Post crashed in the semifinals in London and did not get the chance to race for a medal. Dwight, who has coached her since 2009, said she was “emotionally immature” at the time and was unprepared for the Olympic pressure. Friday, he gave her a word of advice: Stop thinking about Willoughby’s races and concentrate only on her own.
“I said, ‘Look, we need to focus on you today,’ ” Dwight said. “I don’t want you watching Sam. That’s extra emotional energy that could be given to you when you’re up there on that hill.”
With her mind clear, Post finished third, second and third in her three semifinal runs to advance to the eight-woman final. Pajon had most of the crowd behind her, with hundreds of flag-waving Colombians singing and dancing in the stands.
Post blasted out of the gate in the final and held a slight lead at the bottom of the hill. She landed her first jump a little longer than she wanted, which caused her to lose speed — and gave Pajon an opening. Pajon slipped to the inside and moved ahead, with Post in close pursuit.
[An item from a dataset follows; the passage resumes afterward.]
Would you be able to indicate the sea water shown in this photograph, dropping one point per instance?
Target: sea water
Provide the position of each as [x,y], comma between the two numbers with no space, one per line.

Exiting the first curve, Post momentarily dropped to third but surged back to trail only Pajon. “I was waiting to see if she made any mistakes to capitalize on,” Post said. “She did not. I was content with running my best lap and crossing for the silver medal.”
Once Post got over the line, she wrapped Dwight in a big hug and herself in an American flag. Then she ran off to watch Willoughby’s final. She was more nervous for him than for herself, she said, and accepted one of her sport’s hard truths: that it is nearly impossible for a BMX couple to have their best races on the same day.
In London, Willoughby had his moment, winning an Olympic silver medal. Friday, despite her conflicted feelings, Post was grateful to seize hers.
“We talked about putting the emotions aside as much as possible, and the emotions are high for everyone coming into a day like this,” Post said. “I did the work. I came in ready.
“I knew if I just did my best, I would come out successful, and I could be happy with what I’d done. It wasn’t a perfect day. But we made it work.”